I strolled past the short-trousered brigade hoping to find anyone who looked like they might not faint at the mention of the word ‘fart’.

“Christ, I hate this place already” I heard a kindred soul say, and I immediately stuck to him like fluff to a boiled sweet.

“Is this ‘Form 1’?” I asked my fellow inmate, knowing full well that it wasn’t.

He answered slowly in a kind of Western drawl, “YUP”

“No, it isn’t,” I said,

“So, whit yu asking me fur, stranger?” He replied,

“Are you pretending to be a cowboy?” I asked innocently.

“YUP.” He laughed.

“I’ve been doing it since I got here, and you’re the first to notice. Well done,” the lad said to me. I was shitting myself, and here was someone who couldn’t give a toss. I was well impressed.
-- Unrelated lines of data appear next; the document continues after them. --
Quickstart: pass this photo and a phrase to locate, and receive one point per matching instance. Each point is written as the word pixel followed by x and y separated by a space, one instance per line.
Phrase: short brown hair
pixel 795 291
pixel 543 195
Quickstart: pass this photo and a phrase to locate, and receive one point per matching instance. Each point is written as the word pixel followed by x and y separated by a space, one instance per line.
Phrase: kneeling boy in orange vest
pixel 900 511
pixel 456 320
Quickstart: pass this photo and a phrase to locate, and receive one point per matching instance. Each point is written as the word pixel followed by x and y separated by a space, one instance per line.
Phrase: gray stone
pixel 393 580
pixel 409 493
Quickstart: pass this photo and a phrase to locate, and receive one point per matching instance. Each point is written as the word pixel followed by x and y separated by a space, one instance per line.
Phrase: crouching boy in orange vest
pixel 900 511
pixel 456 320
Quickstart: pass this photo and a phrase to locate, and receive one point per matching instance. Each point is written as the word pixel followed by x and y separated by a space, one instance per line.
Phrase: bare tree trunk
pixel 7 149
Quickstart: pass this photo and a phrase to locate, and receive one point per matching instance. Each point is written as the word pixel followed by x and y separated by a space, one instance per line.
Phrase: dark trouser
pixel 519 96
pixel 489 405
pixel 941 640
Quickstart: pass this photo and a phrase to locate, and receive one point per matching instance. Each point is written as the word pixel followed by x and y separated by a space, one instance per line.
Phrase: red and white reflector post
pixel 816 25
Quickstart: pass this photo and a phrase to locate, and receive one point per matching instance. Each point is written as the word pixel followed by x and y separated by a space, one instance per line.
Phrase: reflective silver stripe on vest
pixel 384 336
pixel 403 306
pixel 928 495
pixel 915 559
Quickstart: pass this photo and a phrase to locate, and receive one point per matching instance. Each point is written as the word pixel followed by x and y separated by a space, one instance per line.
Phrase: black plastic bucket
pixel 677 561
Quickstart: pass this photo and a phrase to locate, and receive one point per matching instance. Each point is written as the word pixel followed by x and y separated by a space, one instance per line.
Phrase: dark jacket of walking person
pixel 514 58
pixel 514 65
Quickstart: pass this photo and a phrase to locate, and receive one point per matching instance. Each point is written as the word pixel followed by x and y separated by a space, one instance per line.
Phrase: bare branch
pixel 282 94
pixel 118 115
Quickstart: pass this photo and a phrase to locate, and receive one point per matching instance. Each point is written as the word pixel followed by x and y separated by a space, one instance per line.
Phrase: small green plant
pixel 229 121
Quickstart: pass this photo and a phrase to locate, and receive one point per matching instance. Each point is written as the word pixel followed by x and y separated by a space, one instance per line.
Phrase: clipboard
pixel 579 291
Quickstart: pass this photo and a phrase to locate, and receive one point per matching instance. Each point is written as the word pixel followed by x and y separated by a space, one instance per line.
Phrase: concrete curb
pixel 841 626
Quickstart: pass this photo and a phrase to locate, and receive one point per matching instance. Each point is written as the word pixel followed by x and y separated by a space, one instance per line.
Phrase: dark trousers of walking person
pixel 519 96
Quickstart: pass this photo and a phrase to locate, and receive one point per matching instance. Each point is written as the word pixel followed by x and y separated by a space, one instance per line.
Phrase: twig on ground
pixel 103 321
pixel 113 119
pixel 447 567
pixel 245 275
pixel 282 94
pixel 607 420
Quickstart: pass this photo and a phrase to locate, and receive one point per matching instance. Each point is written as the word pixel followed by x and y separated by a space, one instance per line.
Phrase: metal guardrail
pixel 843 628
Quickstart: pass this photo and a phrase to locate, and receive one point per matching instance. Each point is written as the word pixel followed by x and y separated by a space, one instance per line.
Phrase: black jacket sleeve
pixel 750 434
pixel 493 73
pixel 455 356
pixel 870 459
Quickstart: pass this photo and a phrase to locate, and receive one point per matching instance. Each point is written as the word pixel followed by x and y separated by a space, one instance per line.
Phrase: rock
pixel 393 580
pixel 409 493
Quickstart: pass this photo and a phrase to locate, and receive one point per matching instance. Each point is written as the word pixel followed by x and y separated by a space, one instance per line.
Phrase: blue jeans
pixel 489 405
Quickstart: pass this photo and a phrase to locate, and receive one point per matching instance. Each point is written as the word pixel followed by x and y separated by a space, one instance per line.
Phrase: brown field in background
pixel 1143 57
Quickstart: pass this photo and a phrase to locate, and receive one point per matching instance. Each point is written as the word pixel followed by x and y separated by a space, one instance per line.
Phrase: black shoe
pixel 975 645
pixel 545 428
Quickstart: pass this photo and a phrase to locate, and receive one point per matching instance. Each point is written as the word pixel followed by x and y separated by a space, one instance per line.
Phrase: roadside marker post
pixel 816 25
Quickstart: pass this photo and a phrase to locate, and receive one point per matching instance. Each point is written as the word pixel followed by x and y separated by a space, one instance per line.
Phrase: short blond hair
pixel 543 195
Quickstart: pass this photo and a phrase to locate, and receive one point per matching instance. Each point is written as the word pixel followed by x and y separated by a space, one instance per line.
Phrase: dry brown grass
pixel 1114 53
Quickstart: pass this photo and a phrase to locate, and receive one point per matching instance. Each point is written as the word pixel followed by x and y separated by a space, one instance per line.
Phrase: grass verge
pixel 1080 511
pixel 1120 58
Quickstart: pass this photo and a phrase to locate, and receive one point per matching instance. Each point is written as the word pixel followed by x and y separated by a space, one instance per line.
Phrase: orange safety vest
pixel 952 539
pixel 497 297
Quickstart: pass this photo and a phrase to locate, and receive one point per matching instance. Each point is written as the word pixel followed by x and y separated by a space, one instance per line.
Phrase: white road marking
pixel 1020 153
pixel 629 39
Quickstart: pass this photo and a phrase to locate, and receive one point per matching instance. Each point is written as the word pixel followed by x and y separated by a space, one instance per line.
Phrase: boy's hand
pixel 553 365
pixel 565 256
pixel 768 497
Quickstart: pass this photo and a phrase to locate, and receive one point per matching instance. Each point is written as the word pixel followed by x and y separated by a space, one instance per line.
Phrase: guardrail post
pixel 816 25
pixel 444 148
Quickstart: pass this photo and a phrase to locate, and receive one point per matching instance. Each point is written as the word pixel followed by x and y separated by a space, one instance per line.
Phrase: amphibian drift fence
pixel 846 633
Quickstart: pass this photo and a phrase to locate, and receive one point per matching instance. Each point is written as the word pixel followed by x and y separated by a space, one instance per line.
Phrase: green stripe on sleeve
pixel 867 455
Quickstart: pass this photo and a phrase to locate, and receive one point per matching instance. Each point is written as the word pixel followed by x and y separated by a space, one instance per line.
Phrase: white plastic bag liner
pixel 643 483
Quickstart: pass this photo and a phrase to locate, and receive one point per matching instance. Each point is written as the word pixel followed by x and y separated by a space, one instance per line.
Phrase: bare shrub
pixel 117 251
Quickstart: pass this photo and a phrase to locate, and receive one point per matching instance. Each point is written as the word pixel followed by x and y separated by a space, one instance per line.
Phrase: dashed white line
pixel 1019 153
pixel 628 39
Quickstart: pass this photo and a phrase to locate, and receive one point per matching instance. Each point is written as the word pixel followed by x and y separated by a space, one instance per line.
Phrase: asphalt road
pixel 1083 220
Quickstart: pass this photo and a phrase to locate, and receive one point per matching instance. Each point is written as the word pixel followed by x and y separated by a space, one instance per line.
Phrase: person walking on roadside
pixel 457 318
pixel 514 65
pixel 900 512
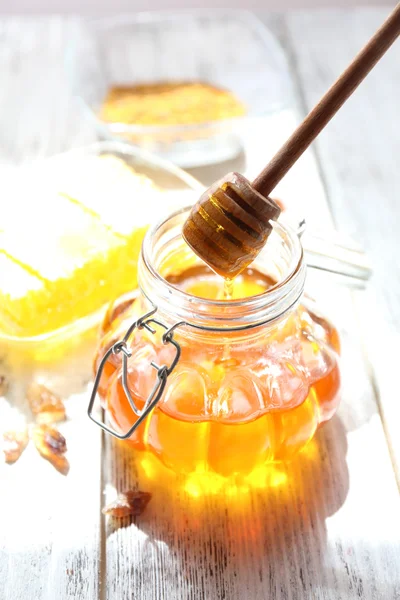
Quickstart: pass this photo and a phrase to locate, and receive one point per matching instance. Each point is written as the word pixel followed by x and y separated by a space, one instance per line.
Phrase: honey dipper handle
pixel 329 104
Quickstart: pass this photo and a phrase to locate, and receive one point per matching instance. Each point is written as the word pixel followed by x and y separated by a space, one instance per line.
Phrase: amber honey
pixel 236 401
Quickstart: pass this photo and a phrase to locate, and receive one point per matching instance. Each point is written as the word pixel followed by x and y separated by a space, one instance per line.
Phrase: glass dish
pixel 196 45
pixel 175 189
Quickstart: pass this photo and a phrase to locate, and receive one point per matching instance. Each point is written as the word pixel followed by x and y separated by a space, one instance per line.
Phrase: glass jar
pixel 216 386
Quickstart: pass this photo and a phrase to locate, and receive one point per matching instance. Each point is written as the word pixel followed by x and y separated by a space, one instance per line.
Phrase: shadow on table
pixel 246 544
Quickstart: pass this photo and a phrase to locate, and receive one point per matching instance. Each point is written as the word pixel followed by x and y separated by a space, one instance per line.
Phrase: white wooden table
pixel 336 533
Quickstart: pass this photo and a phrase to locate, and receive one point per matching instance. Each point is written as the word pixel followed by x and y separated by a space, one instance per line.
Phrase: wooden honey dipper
pixel 230 223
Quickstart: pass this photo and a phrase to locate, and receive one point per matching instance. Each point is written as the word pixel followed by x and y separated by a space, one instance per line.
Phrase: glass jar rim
pixel 258 309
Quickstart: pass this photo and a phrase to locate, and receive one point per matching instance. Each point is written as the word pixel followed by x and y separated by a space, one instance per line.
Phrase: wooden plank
pixel 49 524
pixel 359 149
pixel 329 533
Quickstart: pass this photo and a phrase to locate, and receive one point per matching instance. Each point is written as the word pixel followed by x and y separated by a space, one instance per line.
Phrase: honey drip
pixel 230 415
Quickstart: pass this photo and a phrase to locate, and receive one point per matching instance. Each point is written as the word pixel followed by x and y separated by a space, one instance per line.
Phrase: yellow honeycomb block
pixel 72 245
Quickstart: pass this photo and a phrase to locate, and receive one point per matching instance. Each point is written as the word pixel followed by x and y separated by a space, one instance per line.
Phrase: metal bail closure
pixel 162 372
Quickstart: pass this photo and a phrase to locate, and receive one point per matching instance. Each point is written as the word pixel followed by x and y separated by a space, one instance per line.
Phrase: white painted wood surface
pixel 335 533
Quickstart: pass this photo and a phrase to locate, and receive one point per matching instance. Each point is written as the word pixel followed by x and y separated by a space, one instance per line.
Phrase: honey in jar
pixel 251 369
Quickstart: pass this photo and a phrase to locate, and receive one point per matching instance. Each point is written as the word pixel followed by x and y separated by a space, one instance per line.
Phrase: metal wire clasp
pixel 163 372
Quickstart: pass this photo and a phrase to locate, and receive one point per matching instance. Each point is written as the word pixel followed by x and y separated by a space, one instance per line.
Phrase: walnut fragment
pixel 45 404
pixel 129 503
pixel 14 443
pixel 51 444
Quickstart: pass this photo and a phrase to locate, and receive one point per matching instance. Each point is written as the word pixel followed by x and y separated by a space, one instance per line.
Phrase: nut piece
pixel 14 443
pixel 47 406
pixel 51 444
pixel 3 385
pixel 130 503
“I’m sorry. I knew this wasn’t ‘Form 1’, but I just wanted to talk to someone who didn’t seem to be speaking with a mouthful of gobstoppers.” He laughed again and I felt at ease for the first time that day.

The lad was tall for his twelve years and fair-haired. He had a serious face, with a steady gaze that was contradictory to his obvious sense of fun. Although so young, he was already handsome in a rugged way, and looked two years older than the rest of the first-years I had seen that morning. His hair was longer than anyone else’s was; finished with an exaggerated quiff that was the height of 60’s fashion. His uniform looked out of place on him, hanging like an onion sack, but he didn’t care. You could just tell. 

He reflected, “Yeah, there are a canny few toffee-nosed buggers knocking around here.” 

“Not me, though,” I very quickly confirmed. “I’m from Longbenton.”

“Wallsend,” the lad replied. We had already hit common ground. Wallsend was as working-class as Longbenton.

“My name’s Jim, Jim Berryman.” I introduced myself to Blondie, poking out a hand that he took and shook warmly. Curiously he appeared both cocky and nervous at the same time, his tie was already undone and he was chewing bubble gum, which we were to learn, was tantamount to stabbing a nun. “Pleased to met you, Jim,” said the lad, “my name’s Gordon Sumner”.

The formalities over, we went on to agree what an absolute dump we thought the place was.

“What class are you in?” I asked the new boy.

“1 C” he replied.

“I’m in form 1”, I said, disappointed that I would not be joining my new pal in class. The streaming for that first term was simply done alphabetically. With me being a ‘B’ and he an ‘S’ we would not be joining up just yet.

The school bell rang out to signal the start of a less than inspiring academic career for both myself and as it turned out, the tall fair-haired Wallsend kid, 'the boy who would be Sting'.

“See you around, bonny lad,” said Sting going off to 1 C. Little did I realise that we would be seeing each other around for the next thirty-odd years - some of them very odd years.